序章 「恐怖の共和国」から「アラブの春」へーアラブの同時多発民衆蜂起の背景/酒井啓子
≪二、強権体制のしぶとさ≫
 忘れてならないのは、現在「アラブの春」の攻撃対象となっている強権的な政権こそが、半世紀前には欧米の中東支配に異議を唱え、アラブ諸国の「真の独立」を求めて成立した政権だということだ。エジプトにおける自由将校団による軍事政権、シリアやイラクでもバアス党政権が50年代から60年代に成立したのは、外国の支配からの自由とアラブの統一を掲げた青年将校たちが、西欧諸国が間接的に支配する旧体制に反旗を翻したからである。特にエジプトのナセル大統領は、スエズ運河を国有化たことで、アラブ民衆の間で圧倒的な人気を博した。4回の対イスラエル戦争を戦ったエジプト、シリアは、パレスチナの大義を掲げたアラブのヒーローであった。

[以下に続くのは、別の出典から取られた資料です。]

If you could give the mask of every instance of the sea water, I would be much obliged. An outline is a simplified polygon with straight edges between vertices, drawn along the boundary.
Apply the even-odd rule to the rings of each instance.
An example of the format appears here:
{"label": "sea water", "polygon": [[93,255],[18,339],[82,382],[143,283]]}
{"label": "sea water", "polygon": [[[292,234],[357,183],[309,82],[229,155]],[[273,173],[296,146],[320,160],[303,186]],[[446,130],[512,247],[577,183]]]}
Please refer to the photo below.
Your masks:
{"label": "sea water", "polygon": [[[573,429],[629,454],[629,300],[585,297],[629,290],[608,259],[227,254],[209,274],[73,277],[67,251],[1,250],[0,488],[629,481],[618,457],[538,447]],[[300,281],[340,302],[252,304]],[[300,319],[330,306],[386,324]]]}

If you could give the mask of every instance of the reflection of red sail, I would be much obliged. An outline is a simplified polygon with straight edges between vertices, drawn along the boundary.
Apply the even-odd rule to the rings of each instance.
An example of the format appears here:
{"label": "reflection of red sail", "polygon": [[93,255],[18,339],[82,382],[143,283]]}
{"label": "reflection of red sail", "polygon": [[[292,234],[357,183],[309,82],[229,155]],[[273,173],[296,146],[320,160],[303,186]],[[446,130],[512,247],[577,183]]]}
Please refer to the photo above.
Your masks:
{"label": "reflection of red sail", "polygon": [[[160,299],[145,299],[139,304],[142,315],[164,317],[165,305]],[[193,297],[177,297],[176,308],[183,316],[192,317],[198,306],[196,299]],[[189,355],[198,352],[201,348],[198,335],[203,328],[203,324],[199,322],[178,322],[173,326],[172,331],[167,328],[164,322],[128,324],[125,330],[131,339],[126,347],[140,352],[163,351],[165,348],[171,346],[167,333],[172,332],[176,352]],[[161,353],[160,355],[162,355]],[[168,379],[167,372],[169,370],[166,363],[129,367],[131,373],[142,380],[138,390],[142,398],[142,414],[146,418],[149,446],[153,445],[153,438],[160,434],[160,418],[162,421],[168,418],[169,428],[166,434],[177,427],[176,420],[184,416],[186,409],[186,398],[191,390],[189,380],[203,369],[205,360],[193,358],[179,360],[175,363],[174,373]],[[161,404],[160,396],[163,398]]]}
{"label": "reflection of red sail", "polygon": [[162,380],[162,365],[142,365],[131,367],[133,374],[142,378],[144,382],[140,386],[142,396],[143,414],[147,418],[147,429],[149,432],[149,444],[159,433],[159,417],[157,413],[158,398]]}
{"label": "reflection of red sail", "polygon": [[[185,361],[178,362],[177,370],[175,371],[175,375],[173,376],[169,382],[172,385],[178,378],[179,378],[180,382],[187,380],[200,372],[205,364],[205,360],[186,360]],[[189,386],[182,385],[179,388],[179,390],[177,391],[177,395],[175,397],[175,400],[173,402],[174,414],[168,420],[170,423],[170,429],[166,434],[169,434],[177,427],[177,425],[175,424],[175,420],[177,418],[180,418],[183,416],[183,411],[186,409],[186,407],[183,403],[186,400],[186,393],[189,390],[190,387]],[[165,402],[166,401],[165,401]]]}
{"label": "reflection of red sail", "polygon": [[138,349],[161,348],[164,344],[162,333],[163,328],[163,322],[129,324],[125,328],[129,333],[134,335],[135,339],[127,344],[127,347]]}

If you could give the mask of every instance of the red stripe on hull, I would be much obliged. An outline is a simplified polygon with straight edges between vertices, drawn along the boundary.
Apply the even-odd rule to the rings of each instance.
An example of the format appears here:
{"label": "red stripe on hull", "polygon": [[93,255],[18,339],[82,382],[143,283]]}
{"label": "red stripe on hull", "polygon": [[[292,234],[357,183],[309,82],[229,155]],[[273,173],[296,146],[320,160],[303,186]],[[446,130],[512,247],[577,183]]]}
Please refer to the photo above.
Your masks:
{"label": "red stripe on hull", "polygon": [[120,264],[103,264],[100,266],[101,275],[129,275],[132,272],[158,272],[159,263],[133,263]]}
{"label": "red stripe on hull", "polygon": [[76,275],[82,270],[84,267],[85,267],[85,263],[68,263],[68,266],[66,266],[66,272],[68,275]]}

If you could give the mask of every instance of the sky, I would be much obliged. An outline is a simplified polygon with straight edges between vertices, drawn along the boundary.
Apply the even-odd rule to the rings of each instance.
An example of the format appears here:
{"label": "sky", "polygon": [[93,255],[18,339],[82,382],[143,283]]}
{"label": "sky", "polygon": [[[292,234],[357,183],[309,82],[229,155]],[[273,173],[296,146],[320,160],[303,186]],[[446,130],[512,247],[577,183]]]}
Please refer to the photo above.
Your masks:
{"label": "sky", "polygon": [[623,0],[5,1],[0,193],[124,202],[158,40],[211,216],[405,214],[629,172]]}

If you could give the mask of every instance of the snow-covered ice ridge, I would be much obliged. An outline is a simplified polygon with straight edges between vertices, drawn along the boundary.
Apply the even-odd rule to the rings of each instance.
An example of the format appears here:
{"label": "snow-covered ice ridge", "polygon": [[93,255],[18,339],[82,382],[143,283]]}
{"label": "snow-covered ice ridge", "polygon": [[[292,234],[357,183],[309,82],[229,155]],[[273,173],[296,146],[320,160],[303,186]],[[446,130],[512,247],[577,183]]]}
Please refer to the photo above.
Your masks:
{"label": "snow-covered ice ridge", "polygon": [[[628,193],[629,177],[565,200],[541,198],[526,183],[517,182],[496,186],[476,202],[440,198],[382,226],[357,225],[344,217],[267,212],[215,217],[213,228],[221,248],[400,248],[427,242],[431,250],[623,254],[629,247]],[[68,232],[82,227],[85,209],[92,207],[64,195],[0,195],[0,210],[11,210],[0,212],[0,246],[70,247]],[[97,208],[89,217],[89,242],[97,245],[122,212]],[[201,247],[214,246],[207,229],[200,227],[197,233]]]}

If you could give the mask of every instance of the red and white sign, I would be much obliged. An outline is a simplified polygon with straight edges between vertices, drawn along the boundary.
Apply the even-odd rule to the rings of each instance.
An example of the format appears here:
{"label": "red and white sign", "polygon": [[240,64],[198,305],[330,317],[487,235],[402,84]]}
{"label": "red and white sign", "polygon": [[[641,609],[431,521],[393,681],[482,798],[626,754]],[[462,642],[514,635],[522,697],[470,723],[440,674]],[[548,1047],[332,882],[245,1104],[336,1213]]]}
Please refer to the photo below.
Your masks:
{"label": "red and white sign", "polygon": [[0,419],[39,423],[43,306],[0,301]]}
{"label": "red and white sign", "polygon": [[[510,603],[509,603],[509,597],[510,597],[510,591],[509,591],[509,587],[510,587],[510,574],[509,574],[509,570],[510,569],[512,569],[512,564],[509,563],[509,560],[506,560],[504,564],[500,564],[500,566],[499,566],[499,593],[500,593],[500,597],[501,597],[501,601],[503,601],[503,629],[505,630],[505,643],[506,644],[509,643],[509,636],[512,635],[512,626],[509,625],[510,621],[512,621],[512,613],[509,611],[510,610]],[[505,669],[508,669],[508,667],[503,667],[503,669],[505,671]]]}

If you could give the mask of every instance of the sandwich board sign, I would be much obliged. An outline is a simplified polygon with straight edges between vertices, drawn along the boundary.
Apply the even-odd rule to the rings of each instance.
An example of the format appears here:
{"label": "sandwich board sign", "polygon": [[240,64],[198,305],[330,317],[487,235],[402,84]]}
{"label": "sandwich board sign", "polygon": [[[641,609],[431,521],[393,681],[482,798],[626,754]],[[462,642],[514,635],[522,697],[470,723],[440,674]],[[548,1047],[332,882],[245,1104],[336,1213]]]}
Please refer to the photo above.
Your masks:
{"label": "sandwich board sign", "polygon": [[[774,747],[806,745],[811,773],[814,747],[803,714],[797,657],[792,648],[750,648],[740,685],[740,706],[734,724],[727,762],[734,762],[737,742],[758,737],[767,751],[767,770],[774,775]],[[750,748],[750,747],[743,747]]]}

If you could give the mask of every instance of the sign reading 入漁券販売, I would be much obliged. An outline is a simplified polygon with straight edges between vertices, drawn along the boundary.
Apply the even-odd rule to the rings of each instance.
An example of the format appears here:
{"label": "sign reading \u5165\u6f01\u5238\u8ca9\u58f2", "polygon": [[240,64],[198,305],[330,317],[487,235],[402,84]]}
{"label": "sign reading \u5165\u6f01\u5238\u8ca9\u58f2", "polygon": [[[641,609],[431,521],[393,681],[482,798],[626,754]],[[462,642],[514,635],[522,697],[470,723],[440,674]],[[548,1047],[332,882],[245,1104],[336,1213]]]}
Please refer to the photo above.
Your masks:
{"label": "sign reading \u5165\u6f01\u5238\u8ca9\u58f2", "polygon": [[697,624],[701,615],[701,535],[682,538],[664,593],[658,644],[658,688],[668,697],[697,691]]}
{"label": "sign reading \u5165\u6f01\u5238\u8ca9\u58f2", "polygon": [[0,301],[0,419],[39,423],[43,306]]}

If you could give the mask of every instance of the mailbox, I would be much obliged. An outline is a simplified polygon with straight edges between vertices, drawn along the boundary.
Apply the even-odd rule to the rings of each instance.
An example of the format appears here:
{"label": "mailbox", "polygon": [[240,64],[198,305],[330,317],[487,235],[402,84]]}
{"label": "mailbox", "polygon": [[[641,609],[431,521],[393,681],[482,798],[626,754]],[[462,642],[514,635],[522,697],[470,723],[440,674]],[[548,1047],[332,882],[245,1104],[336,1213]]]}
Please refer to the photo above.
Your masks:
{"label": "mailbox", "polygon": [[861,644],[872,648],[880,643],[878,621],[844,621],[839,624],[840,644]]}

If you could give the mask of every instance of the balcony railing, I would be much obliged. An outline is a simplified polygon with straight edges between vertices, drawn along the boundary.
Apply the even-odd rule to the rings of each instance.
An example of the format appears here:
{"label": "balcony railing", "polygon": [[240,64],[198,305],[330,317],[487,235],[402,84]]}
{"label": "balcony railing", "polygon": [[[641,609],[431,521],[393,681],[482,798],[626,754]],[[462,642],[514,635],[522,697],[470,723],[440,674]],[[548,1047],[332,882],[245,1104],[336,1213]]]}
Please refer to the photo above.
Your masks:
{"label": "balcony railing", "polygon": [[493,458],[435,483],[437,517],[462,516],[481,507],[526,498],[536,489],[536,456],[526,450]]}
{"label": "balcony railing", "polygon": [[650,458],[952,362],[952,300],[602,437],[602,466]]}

 アラブの民族主義政権たちは、70年代に入ると、革命の理想も形骸化していく。一部の政権エリートに権力が集中し、国内の政治的自由化は進まない。…パレスチナで80年代の終わりに住民の間でインテファーダが自然発生的に起きたのは、こうしたアラブの大義の形骸化と無関係ではない。